Thursday, April 13

This is one of those days......

Lack of sleep? Worry about something? Too many thoughts running in my mind? Celestial formation not in tune? Pre-menstrual syndrome?

This is one of those days when a lot of things doesn't seem right. My head is hurting, a migraine brewing, my eyes heavy, my mood - simply blah. Just finished a cup of milo while chatting to a colleague - which should've helped but not, want to grab a cup of capuccino but think about what that would do to my stomach.

I have my headphone blasting Gwen Stefani - Hollaback girl. Just anything to keep my spirit floating. But a crash is looming. Several laps in a pool would do a lot of good, I believe, but when? How? Where? Not bound to office with lots of things to finish up before tomorrow's holiday like this. Already thought of going home with works to do in the weekend. Not fun. Definitely not.

Been wanting to take my eldest to see Ice Age2 in the cinema. Come to think of it, she has never been to a cinema before. And been wanting to have my hair a new hair cut. Been wanting to go to spa and have a full body massage - with incense burning, dimmed light, soft music of water running. HAH! Been wanting to have glorius sex with my hubby without interruption and total abandon. Yeah... right.

I can go on and on and on and on with this and kill myself in the process.

STOP!

It's time to live, smile and (pretend to) be happy. NO MATTER WHAT.

Well, thanks, blog.

Wednesday, April 12

Jealousy - love or insecurity?

I just read this sentence moments ago: jealousy does not show how much we love someone but rather how insecure we are.

Is it?

Timed farewell

My aunt has cancer, and she is in the losing battle against it. For at least a month now, she has been lying in bed with oxygen mask and cathether. She no longer moves around and bed-ridden. Truth be told, her days are numbered.
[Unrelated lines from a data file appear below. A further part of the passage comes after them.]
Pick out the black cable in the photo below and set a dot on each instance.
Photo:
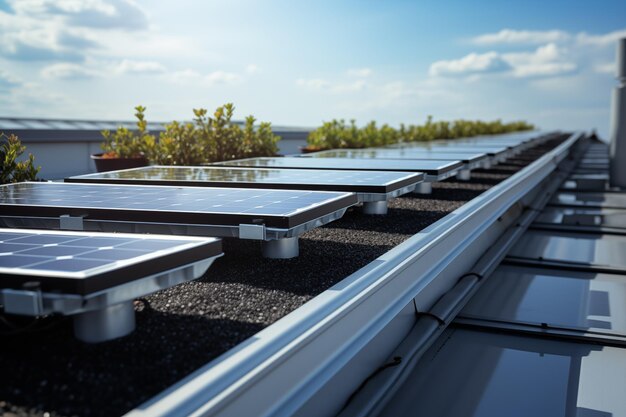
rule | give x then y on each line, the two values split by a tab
397	360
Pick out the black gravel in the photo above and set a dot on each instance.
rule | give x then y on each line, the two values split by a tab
44	371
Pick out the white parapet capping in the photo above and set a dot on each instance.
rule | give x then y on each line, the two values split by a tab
618	122
284	369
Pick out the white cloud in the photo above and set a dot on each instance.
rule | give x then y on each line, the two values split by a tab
7	81
359	72
139	67
321	85
68	71
547	60
528	37
313	83
222	77
470	64
121	14
605	68
608	39
252	69
190	77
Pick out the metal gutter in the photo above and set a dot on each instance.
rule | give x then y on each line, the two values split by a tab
288	367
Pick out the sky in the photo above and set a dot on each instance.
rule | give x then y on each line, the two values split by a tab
296	63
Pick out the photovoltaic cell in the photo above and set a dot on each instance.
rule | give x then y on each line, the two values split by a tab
398	153
354	181
490	150
429	167
82	263
173	205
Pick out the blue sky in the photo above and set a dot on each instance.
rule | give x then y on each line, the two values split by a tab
299	63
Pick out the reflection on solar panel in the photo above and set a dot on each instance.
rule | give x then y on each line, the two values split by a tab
522	295
434	170
399	153
582	251
355	181
244	213
495	374
372	187
94	275
494	151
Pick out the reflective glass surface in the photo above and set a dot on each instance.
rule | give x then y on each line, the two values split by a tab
201	200
586	301
398	153
474	374
78	255
578	249
226	175
427	166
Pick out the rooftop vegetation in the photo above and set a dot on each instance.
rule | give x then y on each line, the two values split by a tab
339	134
12	170
209	138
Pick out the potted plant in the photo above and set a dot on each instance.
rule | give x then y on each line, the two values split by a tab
11	170
125	148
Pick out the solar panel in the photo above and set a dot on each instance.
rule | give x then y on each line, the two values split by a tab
492	373
401	153
497	152
94	276
434	170
369	182
579	251
586	182
83	263
526	296
220	206
276	217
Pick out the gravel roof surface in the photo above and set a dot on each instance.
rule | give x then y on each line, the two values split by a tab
45	371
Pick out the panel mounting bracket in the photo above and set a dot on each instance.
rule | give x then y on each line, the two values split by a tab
252	231
68	222
22	302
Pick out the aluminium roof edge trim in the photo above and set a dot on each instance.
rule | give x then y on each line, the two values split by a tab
281	367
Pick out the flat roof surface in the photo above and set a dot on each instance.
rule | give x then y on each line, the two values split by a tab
545	333
185	327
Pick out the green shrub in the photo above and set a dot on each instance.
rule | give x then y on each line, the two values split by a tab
212	139
126	143
336	134
10	170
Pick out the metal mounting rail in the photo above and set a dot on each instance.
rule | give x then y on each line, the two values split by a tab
311	361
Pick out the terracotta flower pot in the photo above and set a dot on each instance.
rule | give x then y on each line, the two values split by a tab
104	164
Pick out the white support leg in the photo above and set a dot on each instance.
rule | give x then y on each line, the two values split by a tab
375	207
284	248
105	324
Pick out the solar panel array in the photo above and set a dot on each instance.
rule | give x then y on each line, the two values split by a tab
429	167
79	262
276	208
398	153
354	181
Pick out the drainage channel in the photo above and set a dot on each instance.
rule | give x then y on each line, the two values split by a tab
313	360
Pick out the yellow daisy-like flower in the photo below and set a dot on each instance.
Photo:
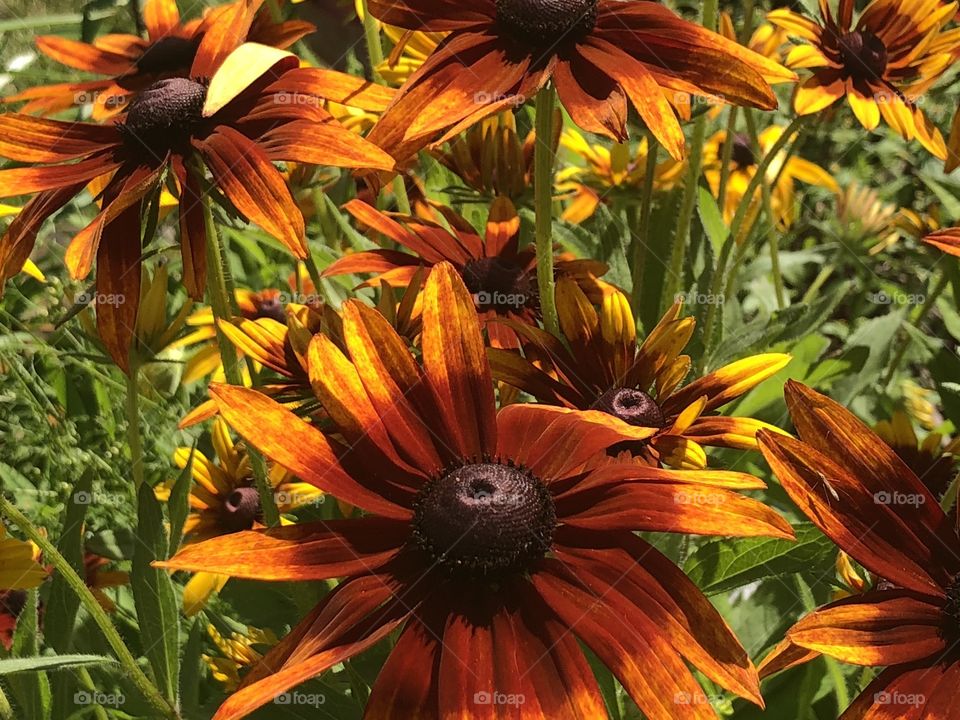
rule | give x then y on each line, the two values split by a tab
236	654
224	500
19	569
783	174
410	50
613	172
882	64
492	159
601	366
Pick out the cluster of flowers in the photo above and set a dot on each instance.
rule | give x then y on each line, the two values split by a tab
494	467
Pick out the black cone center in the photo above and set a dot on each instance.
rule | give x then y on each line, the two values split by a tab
240	510
484	519
499	285
863	55
164	116
547	23
632	406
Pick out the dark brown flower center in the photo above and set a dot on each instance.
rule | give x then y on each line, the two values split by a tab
742	154
12	602
632	406
484	520
164	116
547	23
951	611
169	55
499	285
240	510
863	55
272	308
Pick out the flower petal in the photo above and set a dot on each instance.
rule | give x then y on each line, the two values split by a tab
297	446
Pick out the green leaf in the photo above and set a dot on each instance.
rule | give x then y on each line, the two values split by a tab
31	692
154	597
51	662
722	565
178	506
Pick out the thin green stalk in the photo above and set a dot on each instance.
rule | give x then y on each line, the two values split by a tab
221	301
97	614
833	667
641	241
772	239
543	162
760	174
726	156
134	439
929	303
950	496
371	33
688	203
818	282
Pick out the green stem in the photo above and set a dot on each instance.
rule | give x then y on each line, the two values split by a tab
371	33
221	301
833	667
674	280
89	602
134	439
762	167
928	304
641	241
543	162
772	238
726	159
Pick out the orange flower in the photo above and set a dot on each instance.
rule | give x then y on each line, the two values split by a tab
134	63
600	365
883	64
856	489
599	54
947	240
235	117
500	275
487	544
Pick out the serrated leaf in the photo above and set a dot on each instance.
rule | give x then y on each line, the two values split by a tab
178	506
723	565
11	666
154	597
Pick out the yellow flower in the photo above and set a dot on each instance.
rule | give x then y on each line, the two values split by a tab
615	172
410	50
19	569
883	64
600	365
236	654
224	500
783	174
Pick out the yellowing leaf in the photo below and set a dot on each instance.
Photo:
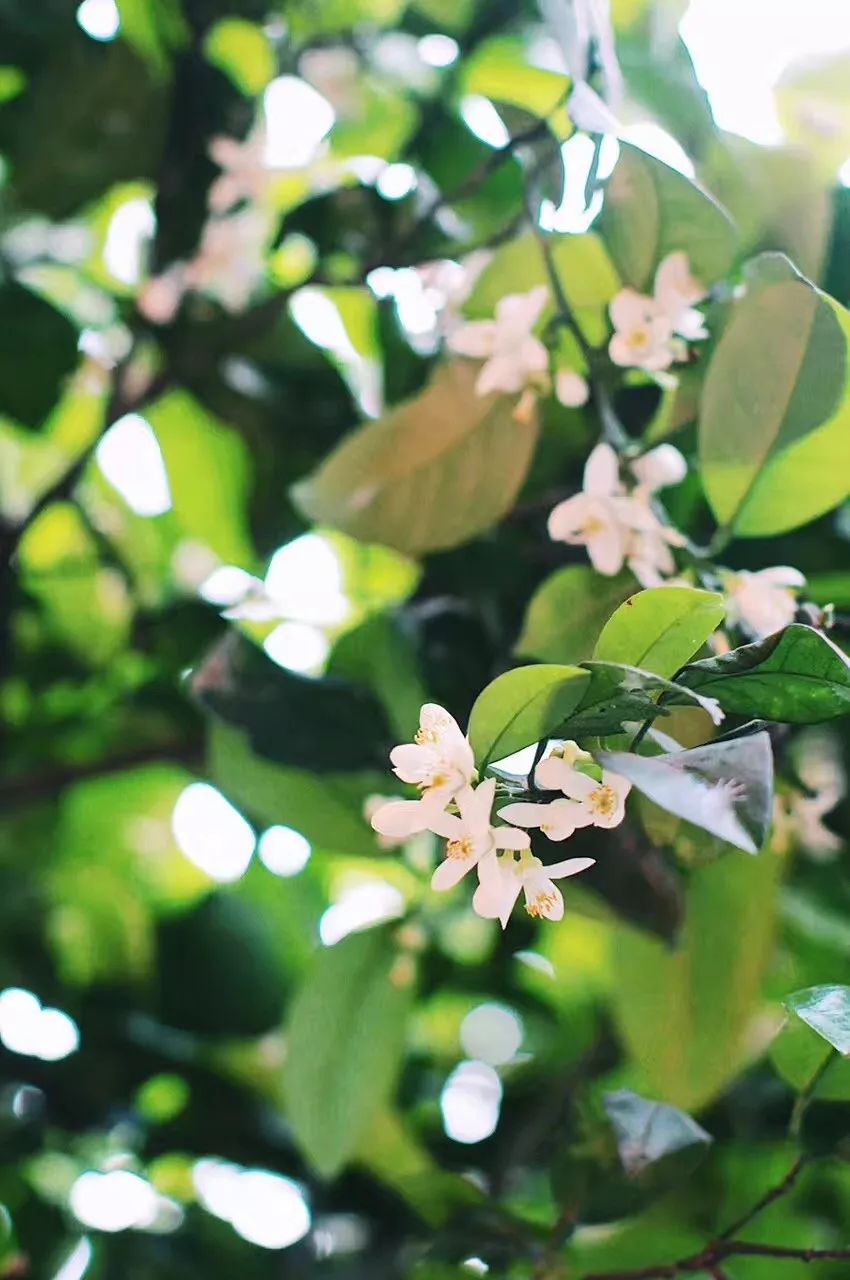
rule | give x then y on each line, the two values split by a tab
432	474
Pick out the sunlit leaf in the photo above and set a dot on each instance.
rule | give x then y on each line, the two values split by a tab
725	787
344	1038
429	475
773	439
796	676
652	210
827	1011
522	707
659	629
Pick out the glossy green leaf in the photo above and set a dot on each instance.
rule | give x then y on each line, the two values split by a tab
725	787
243	51
773	439
650	1132
796	676
659	629
522	707
827	1011
320	725
618	695
652	210
344	1040
567	612
498	69
691	1018
434	472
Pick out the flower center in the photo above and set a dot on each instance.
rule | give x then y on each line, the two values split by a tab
540	904
603	801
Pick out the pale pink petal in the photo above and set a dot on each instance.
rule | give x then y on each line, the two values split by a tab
570	867
402	818
475	339
508	837
602	472
451	872
524	813
659	467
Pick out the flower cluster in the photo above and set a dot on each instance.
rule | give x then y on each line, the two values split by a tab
455	805
618	525
515	359
650	330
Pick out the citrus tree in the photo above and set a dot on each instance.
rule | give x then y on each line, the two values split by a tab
424	539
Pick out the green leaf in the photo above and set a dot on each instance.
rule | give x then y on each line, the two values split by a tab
659	629
327	808
243	51
37	353
827	1011
649	1133
618	695
567	612
796	676
321	725
498	69
522	707
344	1042
725	787
691	1016
773	433
650	210
432	474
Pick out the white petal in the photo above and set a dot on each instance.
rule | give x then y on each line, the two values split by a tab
451	872
475	339
402	818
571	389
602	472
570	867
510	837
524	813
659	467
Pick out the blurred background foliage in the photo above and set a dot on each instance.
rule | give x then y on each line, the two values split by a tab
208	1066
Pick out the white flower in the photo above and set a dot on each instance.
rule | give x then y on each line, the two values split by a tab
231	259
643	332
603	800
160	297
570	388
763	602
598	516
245	174
676	293
556	818
503	878
658	469
470	836
512	356
439	762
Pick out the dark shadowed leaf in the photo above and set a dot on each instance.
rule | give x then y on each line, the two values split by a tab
569	611
650	1132
827	1011
659	629
432	474
522	707
344	1040
725	787
320	725
796	676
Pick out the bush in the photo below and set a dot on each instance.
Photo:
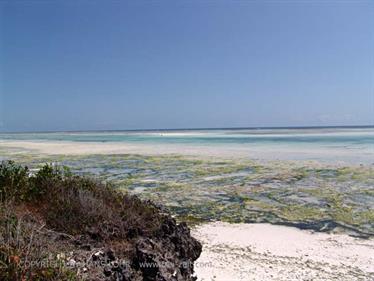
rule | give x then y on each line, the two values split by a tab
13	181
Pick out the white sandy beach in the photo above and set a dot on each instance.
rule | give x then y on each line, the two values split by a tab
270	252
330	155
251	251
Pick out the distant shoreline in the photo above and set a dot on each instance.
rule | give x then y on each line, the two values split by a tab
197	129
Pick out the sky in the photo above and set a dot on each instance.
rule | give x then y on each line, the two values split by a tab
111	65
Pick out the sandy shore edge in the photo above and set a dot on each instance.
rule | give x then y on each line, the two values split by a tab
272	252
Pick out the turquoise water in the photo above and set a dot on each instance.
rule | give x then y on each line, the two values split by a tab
333	137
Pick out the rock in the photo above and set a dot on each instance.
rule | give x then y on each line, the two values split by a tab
169	255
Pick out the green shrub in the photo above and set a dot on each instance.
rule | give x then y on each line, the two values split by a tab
13	181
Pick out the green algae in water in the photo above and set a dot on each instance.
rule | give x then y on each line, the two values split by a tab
235	191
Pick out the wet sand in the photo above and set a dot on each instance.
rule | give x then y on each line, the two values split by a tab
329	155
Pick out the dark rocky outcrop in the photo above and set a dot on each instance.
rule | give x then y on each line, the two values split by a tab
91	230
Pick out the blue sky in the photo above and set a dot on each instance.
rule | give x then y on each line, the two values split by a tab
184	64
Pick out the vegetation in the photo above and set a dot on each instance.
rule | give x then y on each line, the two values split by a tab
52	202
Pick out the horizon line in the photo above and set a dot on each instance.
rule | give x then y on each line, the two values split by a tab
194	129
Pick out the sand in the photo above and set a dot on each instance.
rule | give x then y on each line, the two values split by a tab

I told her condition to my boss (ex-boss, that is), who is a doctor and has lost his father to cancer. He said that aren't we all gonna end someday? In a sense, people who is terminally ill, and whose end seems to be near, are lucky, he said. Their loved ones are prepared for their departure, and are given the chance to "finish up", to mend hard feelings, to apologize for past's wrong-doings, and plan for what's next, and so on. And the cycle of shock, anger, denial and acceptance / resignation can be fully experienced, in a relatively proper timing. Those who lost people they love without notice can be having far more harder time.

We will have our ends, someday. Perhaps it would be wise to not hurt anybody else's heart so that when death meets us without notice, those we leave behind would not have to mend broken things on our behalf.

If you love someone, say it, now. If you're sorry about something, say it, now. If you want to do something in your live, do it, now.

Today is a present. A gift. Don't throw it away.